Genetics services in six areas of the UK are set to receive £18 million of government funding to upgrade their laboratories, Health Minister Lord Warner has announced. The investment is part of a £50 million government initiative to incorporate new genetic technologies into healthcare, outlined in the Genetics White Paper published last June. The news follows recent announcements of increased funding for gene therapy trials, research into 'personalised' medicine and a new genetics education centre in Birmingham.
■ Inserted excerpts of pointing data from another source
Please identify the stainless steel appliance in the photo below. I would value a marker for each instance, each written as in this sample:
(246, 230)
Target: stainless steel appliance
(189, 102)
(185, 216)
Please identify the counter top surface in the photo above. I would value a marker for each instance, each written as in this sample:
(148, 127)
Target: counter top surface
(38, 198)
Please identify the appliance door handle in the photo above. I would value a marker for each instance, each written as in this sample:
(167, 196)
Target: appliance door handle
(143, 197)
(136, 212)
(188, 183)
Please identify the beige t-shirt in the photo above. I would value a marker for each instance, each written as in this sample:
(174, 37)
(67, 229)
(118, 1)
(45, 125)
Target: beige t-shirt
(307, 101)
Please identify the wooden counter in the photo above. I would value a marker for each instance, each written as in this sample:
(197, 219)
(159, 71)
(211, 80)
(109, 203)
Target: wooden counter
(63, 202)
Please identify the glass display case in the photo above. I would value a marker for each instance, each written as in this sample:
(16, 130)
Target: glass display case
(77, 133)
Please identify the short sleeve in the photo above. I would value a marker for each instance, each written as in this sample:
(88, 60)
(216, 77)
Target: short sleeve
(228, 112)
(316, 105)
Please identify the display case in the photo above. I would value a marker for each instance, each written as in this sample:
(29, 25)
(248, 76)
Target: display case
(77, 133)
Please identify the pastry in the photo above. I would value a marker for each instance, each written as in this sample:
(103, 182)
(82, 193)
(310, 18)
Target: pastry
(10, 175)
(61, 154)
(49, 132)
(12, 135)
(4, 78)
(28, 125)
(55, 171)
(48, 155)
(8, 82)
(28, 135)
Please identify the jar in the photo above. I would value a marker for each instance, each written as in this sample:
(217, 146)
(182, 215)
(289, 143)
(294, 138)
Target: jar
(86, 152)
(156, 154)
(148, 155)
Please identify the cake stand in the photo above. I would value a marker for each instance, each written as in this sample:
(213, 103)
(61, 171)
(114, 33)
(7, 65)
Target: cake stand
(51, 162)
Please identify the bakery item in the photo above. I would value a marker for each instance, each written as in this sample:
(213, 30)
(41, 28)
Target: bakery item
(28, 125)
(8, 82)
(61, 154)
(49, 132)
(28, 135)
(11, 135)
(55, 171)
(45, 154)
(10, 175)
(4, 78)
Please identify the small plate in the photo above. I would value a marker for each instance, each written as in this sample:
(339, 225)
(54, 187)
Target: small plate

The laboratories set to receive the cash boost are based in London, the South and East of England, the West Midlands, East Midlands and South Yorkshire, the North West, and Northern Yorkshire. The funds will be used to upgrade equipment and make services more efficient, cutting waiting times for urgent test results to three days. 'Genetics will have a profound impact on healthcare, helping to predict and prevent ill health', said Lord Warner. 'As our understanding of genetics develops, we will be able to test patients for common diseases such as cancer, heart disease and diabetes', he added, saying that the extra funds will help the NHS 'to provide access to these new genetic tests and also get results to patients more quickly'.
The Genetics White Paper set out the standards for genetic test results which should be available by 2006: within three days where the result is needed urgently, for example in prenatal diagnosis, within two weeks where the potential genetic fault is already known, and within eight weeks for unknown mutations in a large gene.